Two sentences in this puffy bombast actually tackle the subject by offering pointed suggestions, beginning “There are reserve accounts …,” and ending with “… before another academic employee is fired?” Before and after these sentences, the inflated rhetoric here is, as usual, impressively shrill.
Why shouldn’t academic employees be fired? Is the money there or not? I have friends outside the academy who have suffered: engineers, advertising company executives, graphic designers. It’s crazy, though, I haven’t seen or heard of a single engineering rally outside the Linksys offices in Irvine. Nor have I driven past a group of sign-wielding graphic designers arguing the critical necessity of clear visual communication. But as someone who has taught comp at UC Irvine, I can assure you that these professions are very representative of where my students will end up. I do understand, though. Teachers are special.
And, boy, do academics love to light a fire-ring around Yudof’s “shine is off it” comment. Except that I can’t see where Yudof is wrong, really. He didn’t say education isn’t important. Nor did he claim that education wasn’t effective or profoundly critical. He said that priorities have changed. Have priorities not changed, nationally and locally? Are people not worried about health care and paying their basic bills? While his stance should certainly be noted for the purposes of tracking university goals, I would love to see more academics engage with Yudof on points rather than ecstatically rolling in the gooey, vitriolic pastry dough that’s usually offered in response. Outrage! I shake my fist at thee! Where is my other fist?! Here it is! A ha! This other fist I also at thee shake!
God.
In the future, it’d be nice to hear something from an academic about the future of the university that doesn’t rise and fall along with the many rhetorical inflations and slippery slopes university lecturers are typically charged with correcting. As for this post, the sentences are pretty good, but the content is weak. C-.
Posted on March 3rd, 2010 at 2:32 pm
Brook Haley Says:
Thank you for engaging, Juan Miramontes. If my “puffy bombast” got you to type in some of your own, then something I wrote caused you to react.
You are right: Yudof is not saying that education is unimportant, only that it should be an exclusive privilege of the moneyed, and that it should be defined strictly in terms of its ability to generate profit for those already flush with capital. For Yudof, the UC is a privatized university, not a public trust with a mission of public education. Do not be deceived by sleights of hand like the Blue and Gold Program, or his claim to stand with students and workers on March 4. If he were standing with next to my students, I would recommend that they check their wallets.
I am sorry that your friends in other fields have not found a way to organize and to show their situations and goals, and I hope that you were able to witness firsthand some of the March 4 actions for some ideas to share with them. If all you saw were shaking fists, then you were not close enough. You will have other opportunities–March 4 was just the largest yet in a series that will grow.

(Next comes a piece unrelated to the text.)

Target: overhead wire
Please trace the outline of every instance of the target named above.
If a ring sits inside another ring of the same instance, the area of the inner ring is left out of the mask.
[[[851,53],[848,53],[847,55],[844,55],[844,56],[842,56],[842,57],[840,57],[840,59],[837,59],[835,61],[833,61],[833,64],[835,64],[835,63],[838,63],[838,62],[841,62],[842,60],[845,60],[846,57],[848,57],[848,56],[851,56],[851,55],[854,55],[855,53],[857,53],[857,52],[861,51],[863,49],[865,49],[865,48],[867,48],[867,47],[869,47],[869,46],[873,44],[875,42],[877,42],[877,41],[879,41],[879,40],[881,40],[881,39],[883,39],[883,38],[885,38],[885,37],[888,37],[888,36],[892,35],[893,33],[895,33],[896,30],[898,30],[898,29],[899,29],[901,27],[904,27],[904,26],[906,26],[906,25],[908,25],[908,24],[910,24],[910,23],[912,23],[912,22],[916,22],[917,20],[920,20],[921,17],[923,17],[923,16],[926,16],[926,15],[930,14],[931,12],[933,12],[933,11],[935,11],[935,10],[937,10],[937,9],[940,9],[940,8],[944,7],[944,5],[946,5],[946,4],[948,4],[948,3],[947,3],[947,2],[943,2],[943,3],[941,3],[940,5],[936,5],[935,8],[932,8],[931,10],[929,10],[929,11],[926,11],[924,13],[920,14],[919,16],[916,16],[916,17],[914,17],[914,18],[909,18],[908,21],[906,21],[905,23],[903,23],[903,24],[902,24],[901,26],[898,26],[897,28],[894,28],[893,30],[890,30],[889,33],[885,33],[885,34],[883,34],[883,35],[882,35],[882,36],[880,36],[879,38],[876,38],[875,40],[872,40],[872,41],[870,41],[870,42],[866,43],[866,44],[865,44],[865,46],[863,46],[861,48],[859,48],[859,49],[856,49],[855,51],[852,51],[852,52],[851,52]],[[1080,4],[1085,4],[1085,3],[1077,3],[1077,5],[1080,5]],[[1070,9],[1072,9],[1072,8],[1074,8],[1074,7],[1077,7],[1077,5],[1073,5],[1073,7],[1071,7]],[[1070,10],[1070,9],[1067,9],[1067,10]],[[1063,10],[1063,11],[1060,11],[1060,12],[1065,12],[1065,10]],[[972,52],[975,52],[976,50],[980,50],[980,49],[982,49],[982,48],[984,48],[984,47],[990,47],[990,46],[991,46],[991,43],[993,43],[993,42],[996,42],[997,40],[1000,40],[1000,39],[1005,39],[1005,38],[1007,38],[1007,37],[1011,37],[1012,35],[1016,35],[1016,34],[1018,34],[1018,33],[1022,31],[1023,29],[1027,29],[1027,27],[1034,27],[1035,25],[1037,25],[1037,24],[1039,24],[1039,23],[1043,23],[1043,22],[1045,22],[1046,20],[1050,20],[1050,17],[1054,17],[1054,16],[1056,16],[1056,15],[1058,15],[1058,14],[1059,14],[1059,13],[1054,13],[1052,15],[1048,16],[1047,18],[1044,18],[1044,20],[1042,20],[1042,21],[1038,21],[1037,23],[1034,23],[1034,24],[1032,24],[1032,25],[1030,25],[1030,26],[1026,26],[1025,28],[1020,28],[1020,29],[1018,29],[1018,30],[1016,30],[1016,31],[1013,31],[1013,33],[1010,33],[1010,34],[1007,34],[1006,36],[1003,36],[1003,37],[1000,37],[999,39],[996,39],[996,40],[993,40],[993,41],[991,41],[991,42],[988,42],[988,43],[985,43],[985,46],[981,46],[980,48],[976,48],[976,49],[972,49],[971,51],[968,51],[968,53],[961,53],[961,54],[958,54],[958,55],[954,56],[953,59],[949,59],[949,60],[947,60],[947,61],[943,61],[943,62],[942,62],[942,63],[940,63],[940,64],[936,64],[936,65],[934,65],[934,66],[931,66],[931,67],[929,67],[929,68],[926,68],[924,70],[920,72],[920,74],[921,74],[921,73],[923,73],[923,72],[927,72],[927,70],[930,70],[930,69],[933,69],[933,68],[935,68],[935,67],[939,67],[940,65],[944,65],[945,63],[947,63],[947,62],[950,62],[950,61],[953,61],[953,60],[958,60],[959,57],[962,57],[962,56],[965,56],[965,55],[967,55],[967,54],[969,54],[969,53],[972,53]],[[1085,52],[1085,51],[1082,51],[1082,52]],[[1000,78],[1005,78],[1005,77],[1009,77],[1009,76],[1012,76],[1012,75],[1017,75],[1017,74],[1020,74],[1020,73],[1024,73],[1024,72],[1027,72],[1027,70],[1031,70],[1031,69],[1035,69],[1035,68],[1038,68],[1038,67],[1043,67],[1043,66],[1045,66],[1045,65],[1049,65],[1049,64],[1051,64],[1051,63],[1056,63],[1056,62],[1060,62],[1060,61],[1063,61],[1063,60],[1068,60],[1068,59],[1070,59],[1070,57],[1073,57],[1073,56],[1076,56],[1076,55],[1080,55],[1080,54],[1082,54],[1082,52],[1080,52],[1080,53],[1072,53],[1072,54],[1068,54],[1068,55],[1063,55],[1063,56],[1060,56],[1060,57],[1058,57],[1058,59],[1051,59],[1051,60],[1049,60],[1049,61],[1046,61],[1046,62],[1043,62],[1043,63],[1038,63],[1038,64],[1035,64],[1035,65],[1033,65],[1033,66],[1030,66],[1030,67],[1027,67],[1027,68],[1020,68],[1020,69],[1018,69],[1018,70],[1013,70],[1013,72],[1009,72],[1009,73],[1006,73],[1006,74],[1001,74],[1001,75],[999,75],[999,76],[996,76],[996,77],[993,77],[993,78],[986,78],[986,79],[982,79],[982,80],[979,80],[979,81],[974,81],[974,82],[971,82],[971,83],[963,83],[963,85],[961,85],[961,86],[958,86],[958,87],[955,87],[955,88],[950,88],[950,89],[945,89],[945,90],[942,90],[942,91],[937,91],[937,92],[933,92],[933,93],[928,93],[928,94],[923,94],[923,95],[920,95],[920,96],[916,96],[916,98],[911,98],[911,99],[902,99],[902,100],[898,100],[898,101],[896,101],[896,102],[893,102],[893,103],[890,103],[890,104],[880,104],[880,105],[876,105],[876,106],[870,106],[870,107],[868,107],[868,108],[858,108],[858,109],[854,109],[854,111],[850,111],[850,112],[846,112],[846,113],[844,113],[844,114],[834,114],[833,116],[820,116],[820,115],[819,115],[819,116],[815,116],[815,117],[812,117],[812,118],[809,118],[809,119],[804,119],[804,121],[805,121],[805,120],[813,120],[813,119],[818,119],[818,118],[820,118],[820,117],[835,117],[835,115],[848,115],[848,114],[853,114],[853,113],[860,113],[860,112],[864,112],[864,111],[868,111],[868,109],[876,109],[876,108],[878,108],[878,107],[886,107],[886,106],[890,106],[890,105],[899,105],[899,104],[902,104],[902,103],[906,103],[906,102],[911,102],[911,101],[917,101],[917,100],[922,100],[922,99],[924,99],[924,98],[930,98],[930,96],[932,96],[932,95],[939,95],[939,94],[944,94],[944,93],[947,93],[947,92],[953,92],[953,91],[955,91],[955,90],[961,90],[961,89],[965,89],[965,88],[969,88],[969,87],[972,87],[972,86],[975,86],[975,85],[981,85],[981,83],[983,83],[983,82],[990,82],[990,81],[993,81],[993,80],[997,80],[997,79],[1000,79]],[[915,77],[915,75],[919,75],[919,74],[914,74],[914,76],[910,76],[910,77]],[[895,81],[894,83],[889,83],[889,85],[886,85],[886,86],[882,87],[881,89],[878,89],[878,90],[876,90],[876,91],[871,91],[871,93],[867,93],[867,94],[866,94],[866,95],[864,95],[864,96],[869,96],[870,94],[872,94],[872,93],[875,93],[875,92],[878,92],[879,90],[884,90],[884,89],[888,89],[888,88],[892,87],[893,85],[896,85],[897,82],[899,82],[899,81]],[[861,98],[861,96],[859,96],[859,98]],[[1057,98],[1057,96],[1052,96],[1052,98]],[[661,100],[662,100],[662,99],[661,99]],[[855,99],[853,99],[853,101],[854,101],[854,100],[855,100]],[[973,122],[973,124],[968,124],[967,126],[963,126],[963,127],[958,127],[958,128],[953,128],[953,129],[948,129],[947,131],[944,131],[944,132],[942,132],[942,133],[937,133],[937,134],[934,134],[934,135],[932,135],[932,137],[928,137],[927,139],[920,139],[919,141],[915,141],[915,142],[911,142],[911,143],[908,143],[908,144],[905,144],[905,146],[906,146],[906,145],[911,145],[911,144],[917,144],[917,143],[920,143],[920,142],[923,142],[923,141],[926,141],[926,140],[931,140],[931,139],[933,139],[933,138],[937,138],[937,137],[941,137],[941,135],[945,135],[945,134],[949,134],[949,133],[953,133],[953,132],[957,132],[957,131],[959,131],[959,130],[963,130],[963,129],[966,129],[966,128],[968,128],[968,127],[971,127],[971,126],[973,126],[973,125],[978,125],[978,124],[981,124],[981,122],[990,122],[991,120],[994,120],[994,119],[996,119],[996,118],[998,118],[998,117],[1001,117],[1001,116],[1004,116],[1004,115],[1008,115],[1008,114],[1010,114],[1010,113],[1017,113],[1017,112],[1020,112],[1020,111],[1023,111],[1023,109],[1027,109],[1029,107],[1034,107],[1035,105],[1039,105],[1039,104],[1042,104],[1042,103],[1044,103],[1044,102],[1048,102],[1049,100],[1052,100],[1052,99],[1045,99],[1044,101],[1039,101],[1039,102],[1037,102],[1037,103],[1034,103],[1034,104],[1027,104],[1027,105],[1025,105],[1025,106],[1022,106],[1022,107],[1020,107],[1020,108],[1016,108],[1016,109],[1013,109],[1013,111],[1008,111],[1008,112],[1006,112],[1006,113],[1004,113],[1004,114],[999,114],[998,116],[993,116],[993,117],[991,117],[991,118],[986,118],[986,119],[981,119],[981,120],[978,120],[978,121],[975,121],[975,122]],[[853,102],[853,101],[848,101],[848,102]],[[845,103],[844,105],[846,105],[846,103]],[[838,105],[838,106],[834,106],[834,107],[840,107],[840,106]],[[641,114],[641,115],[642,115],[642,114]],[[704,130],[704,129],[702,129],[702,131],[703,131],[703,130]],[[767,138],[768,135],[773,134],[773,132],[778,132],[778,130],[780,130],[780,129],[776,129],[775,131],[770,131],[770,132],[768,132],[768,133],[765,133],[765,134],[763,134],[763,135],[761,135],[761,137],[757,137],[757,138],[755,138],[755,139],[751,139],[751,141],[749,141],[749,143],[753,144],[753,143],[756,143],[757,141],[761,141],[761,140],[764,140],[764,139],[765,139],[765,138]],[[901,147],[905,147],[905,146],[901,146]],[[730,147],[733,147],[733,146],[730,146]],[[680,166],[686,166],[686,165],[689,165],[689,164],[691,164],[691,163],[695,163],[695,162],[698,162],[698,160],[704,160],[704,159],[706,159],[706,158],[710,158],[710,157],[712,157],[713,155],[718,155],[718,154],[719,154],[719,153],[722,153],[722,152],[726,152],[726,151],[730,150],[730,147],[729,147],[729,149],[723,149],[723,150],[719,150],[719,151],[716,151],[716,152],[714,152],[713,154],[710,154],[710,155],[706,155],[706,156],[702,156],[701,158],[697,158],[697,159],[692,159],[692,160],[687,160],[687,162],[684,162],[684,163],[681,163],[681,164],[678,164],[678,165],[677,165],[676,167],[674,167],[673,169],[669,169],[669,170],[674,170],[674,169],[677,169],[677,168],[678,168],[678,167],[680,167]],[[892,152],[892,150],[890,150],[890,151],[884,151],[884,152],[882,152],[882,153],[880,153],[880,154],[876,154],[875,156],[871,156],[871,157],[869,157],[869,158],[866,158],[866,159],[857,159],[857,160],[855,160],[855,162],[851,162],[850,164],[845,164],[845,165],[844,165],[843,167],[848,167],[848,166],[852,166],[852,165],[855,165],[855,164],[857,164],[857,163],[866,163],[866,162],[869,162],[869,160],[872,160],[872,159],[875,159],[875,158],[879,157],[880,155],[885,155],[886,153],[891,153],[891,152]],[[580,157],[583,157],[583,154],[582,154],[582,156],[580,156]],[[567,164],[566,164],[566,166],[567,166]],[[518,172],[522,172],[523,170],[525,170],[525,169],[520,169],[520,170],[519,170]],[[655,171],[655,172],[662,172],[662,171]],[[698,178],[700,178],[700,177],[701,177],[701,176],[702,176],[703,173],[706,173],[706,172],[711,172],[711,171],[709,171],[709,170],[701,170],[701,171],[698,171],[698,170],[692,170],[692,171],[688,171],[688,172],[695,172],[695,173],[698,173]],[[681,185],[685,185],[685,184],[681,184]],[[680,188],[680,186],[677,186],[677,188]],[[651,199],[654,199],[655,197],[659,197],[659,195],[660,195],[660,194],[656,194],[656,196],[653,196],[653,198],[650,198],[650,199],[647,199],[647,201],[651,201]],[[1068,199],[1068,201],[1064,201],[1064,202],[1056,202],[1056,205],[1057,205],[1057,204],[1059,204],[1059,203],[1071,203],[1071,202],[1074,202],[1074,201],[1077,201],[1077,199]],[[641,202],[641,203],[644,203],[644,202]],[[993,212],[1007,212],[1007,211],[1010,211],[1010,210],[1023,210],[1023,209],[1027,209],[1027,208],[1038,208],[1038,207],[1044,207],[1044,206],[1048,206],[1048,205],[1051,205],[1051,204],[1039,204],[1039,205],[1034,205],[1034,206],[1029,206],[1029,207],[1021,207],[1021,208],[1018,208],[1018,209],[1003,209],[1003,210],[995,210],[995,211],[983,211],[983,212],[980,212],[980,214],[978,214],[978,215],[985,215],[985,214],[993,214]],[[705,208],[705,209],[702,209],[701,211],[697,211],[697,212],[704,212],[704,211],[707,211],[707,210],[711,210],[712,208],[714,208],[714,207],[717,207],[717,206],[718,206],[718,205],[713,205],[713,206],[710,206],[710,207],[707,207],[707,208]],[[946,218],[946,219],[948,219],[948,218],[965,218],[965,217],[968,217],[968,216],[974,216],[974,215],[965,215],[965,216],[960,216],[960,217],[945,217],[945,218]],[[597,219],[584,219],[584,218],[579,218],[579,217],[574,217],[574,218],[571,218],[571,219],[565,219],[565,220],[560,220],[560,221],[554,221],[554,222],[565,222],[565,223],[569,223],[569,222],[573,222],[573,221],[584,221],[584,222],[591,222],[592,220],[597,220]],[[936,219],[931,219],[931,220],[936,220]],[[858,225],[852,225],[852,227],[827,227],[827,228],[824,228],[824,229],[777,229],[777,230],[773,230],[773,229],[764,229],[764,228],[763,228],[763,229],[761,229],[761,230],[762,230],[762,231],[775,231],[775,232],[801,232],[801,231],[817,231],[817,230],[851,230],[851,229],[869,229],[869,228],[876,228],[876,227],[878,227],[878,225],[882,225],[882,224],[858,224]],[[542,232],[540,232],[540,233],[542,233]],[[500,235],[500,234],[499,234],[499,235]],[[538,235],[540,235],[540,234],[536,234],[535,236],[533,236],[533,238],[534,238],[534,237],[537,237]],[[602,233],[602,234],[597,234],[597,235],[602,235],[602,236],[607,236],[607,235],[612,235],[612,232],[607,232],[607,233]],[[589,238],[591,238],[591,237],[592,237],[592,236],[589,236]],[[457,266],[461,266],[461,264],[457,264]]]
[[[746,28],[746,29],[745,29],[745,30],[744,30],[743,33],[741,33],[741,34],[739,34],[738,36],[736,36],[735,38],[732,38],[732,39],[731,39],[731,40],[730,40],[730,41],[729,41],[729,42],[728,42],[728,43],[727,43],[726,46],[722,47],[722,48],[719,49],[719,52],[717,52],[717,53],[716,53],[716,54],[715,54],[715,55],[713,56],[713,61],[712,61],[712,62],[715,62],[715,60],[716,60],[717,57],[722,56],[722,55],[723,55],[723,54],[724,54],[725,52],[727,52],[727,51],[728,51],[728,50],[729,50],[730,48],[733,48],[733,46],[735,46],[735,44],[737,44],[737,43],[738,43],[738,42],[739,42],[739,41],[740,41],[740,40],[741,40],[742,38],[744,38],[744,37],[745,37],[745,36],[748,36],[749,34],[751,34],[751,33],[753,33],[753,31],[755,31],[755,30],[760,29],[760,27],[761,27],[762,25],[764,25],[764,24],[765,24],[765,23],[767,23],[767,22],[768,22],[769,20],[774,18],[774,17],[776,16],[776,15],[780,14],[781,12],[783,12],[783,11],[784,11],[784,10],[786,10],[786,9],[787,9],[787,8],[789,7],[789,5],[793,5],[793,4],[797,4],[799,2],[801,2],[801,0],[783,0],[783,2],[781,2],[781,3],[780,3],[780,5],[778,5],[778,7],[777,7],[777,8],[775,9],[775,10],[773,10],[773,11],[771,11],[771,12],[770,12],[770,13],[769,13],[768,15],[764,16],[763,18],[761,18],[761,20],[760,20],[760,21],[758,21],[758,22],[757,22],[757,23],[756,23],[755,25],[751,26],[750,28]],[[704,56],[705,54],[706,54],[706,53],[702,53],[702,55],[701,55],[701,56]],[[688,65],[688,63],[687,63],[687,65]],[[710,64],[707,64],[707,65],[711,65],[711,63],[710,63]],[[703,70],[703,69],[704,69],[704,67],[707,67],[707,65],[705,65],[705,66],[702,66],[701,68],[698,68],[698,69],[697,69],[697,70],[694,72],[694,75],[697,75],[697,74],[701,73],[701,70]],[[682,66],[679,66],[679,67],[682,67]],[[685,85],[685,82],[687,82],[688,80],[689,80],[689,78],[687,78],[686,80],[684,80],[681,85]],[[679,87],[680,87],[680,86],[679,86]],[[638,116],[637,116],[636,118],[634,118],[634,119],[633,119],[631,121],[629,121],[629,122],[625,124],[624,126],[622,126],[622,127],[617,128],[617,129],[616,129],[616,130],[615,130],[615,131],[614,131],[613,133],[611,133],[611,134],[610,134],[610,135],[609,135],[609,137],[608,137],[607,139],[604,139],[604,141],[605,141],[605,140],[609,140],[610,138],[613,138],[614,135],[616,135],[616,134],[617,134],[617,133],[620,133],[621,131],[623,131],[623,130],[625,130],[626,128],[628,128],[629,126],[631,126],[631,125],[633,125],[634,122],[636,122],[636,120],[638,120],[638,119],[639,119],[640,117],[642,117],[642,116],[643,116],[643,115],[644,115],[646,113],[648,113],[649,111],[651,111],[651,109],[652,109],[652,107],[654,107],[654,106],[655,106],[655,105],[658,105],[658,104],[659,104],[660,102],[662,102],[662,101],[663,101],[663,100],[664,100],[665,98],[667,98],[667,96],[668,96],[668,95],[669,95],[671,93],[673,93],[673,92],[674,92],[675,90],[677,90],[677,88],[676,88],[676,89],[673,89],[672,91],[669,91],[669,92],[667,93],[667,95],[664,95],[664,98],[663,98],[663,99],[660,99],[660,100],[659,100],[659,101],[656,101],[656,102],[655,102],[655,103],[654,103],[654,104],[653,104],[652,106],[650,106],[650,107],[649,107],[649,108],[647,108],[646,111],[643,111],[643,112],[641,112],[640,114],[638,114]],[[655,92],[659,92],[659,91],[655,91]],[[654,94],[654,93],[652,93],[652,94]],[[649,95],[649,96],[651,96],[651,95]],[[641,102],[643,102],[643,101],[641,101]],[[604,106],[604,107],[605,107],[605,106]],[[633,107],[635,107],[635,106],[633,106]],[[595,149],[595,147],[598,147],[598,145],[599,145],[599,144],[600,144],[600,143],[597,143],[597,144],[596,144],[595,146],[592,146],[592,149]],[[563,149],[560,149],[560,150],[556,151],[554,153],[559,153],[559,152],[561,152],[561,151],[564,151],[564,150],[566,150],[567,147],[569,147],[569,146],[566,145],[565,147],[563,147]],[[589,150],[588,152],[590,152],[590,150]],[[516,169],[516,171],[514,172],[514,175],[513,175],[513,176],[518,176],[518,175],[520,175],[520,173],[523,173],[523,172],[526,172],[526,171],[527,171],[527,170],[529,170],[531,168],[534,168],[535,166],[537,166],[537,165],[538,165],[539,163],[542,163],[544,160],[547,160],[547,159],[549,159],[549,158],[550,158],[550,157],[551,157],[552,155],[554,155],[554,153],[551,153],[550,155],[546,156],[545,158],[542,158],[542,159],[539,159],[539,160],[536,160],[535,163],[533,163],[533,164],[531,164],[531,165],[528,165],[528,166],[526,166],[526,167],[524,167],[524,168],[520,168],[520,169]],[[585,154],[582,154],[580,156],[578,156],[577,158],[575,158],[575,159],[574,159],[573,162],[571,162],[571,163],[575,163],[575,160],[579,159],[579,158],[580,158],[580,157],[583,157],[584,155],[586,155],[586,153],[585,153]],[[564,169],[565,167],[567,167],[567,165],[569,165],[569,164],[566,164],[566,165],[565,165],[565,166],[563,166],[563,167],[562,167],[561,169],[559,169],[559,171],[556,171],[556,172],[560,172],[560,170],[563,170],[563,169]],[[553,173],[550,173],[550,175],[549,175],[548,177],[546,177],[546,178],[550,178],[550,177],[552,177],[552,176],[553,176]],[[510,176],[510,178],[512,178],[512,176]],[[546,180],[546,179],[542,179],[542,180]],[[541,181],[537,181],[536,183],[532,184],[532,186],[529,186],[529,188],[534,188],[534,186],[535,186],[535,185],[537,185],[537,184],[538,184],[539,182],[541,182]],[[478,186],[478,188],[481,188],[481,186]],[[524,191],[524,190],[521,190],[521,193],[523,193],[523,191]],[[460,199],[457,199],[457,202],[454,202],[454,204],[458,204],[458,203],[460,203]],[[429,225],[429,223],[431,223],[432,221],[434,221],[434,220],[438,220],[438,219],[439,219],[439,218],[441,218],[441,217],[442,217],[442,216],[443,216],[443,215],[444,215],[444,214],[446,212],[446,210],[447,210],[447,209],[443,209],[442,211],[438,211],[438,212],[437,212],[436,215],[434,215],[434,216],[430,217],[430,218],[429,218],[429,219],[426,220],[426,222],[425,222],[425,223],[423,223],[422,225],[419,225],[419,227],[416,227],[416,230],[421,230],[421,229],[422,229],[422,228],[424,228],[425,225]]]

The future that you mention in your last paragraph is already here. If you have not heard any of it, then I worry that you have either decided not to engage in research to answer your questions, or that you do not know how to begin research of this kind. As a suggestion in passing, I offer a kind of omnibus blog as a place to start: Remaking the University at http://www.utotherescue.blogspot.com/
And thank you for the grade and comments. I disagree with your self-critique: “As for this post, the sentences are pretty good, but the content is weak. C-.” I think that any online response that begins with “Meh” has already scored in the A range for conforming to the genre’s basic conventions.